How to Handle the Issue of a TiKV Node's IO Being Fully Occupied

Note:
This topic has been translated from a Chinese forum by GPT and might contain errors.

Original topic: 一个tikv节点的io占满,如何处理这个问题

| username: TiDBer_Y2d2kiJh

[TiDB Usage Environment] Production Environment / Testing / PoC
[TiDB Version] v5.4.0 2tidb 3pd 3tikv
[Reproduction Path] One TiKV’s IO is always full, causing all business queries to slow down, and all select query statements have been killed.
[Encountered Problem: Problem Phenomenon and Impact]
[Resource Configuration] Go to TiDB Dashboard - Cluster Info - Hosts and take a screenshot of this page
[Attachment: Screenshot/Log/Monitoring]

| username: TiDBer_oHSwKxOH | Original post link

Post the topsql seen on the dashboard.

| username: TiDBer_oHSwKxOH | Original post link

You see, the visualization interface can see the triggers.

| username: TiDBer_Y2d2kiJh | Original post link

Is there any way to reduce the IO of this TiKV first?

| username: TiDBer_Y2d2kiJh | Original post link

Currently, the business query volume is not high.

| username: TiDBer_oHSwKxOH | Original post link

Your business, as I see it, is mostly statistical. If you also have settlement TP settlement business, it needs to be separated.

| username: TiDBer_oHSwKxOH | Original post link

The image is not visible. Please provide the text you need translated.

| username: TiDBer_oHSwKxOH | Original post link

Please post the machine configuration in the thread. It’s impossible to play with a regular mechanical disk. In the cloud, the type of storage is very important.

| username: 像风一样的男子 | Original post link

Is only one KV’s CPU high? Are the others normal? Check if there are any errors in this KV’s logs.

| username: ShawnYan | Original post link

Did Boss Jiang use a secondary account?


The post is missing details on machine configuration and specific descriptions of the phenomenon.
Is it only this one TiKV that is slow, or are other TiKVs also slow? Are you sure it’s this SQL causing it?
Is it a typical read hotspot issue?

| username: 有猫万事足 | Original post link

Using topsql to see which statements are consuming IO and then optimizing them is a reliable approach.

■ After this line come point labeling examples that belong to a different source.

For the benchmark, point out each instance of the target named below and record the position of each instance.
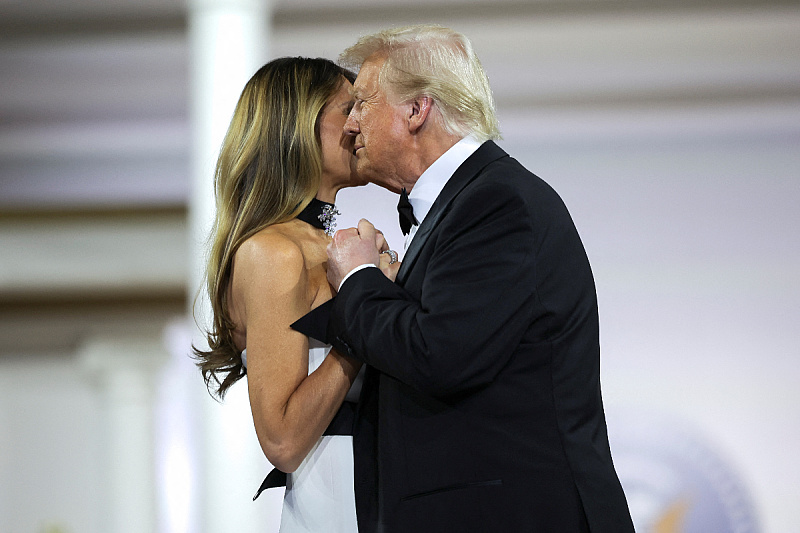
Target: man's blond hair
(434, 61)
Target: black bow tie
(406, 212)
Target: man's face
(379, 127)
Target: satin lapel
(463, 175)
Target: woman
(283, 160)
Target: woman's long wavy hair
(268, 170)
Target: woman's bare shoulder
(270, 254)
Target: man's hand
(352, 247)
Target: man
(481, 408)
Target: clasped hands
(353, 247)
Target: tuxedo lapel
(463, 175)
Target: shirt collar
(433, 180)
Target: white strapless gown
(319, 494)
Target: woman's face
(338, 161)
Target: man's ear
(420, 109)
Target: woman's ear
(420, 109)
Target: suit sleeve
(472, 310)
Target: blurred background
(671, 128)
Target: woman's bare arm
(291, 409)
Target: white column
(228, 43)
(126, 369)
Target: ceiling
(93, 94)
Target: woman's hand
(389, 264)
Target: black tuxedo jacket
(481, 407)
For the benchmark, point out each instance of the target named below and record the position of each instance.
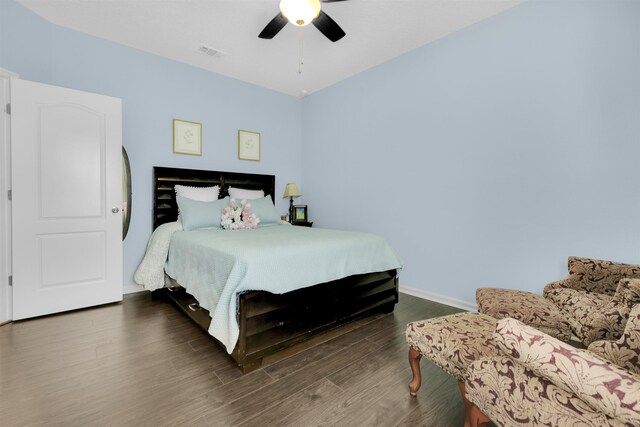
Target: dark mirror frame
(126, 193)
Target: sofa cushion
(592, 316)
(604, 387)
(626, 351)
(594, 275)
(453, 342)
(511, 395)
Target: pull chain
(301, 50)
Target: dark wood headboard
(165, 208)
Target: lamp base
(291, 209)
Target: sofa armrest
(558, 284)
(604, 387)
(624, 352)
(568, 283)
(512, 395)
(627, 292)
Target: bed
(269, 323)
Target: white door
(67, 196)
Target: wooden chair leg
(473, 415)
(414, 362)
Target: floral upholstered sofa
(538, 380)
(596, 297)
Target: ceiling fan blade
(328, 27)
(273, 27)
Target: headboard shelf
(165, 208)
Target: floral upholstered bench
(452, 342)
(529, 308)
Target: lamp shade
(300, 12)
(291, 190)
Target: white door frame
(6, 314)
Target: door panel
(66, 177)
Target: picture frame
(300, 213)
(248, 145)
(187, 137)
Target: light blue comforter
(216, 265)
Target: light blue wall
(485, 158)
(155, 90)
(488, 157)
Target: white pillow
(201, 194)
(242, 194)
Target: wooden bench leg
(414, 362)
(473, 415)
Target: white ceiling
(377, 30)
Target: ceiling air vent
(209, 50)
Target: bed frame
(270, 323)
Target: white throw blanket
(150, 272)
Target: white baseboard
(132, 289)
(442, 299)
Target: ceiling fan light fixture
(300, 12)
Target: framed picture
(300, 213)
(248, 145)
(187, 137)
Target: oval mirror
(126, 193)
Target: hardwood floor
(141, 362)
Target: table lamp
(292, 191)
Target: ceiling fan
(301, 13)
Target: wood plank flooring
(141, 362)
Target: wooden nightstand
(303, 223)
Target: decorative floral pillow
(238, 216)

However, it seems you are not concerned about the cause and just want to immediately reduce IO. :joy:
In that case, evicting the leader on this TiKV might be more reliable.

| username: zhanggame1 | Original post link

First, confirm whether the disk I/O is caused by the TiKV process and not by other services running on it. Then check the IOPS and read/write volume to see if the I/O is indeed high and not due to a hard disk issue.

| username: redgame | Original post link

Check the status of the TiKV nodes to confirm if there are any hardware failures or network issues, as these could lead to sustained I/O saturation.

| username: TiDBer_vfJBUcxl | Original post link

Use the iotop command to observe which process has a high I/O percentage.

| username: TiDBer_oHSwKxOH | Original post link

TiDB’s distributed database can either improve machine performance by addition or reduce business reads and optimize SQL by subtraction.

| username: TiDBer_Y2d2kiJh | Original post link

Before planning to restart the cluster, I did a dumpling backup (because the data volume is not large). During the dumpling backup, the IO of this node was released, and I don’t know the reason.

| username: 有猫万事足 | Original post link

A bit mysterious. :joy: But as long as it solves the problem, it’s good.

| username: TiDBer_Y2d2kiJh | Original post link

The same situation as yesterday has occurred again.

| username: 扬仔_tidb | Original post link

1: First, determine if it’s a system failure.
2: Use topsql to check if the execution plan involves scanning too many rows.
3: Check if there are a large number of writes or queries causing hot data; this can be found in the dashboard.
4: See if this parameter helps: TiKV 配置文件描述 | PingCAP 归档文档站

| username: TiDB_C罗 | Original post link

  1. Confirm which process is causing the I/O.
  2. Further address the issue accordingly.
  3. If it’s TiDB, check the heatmap for a clear view.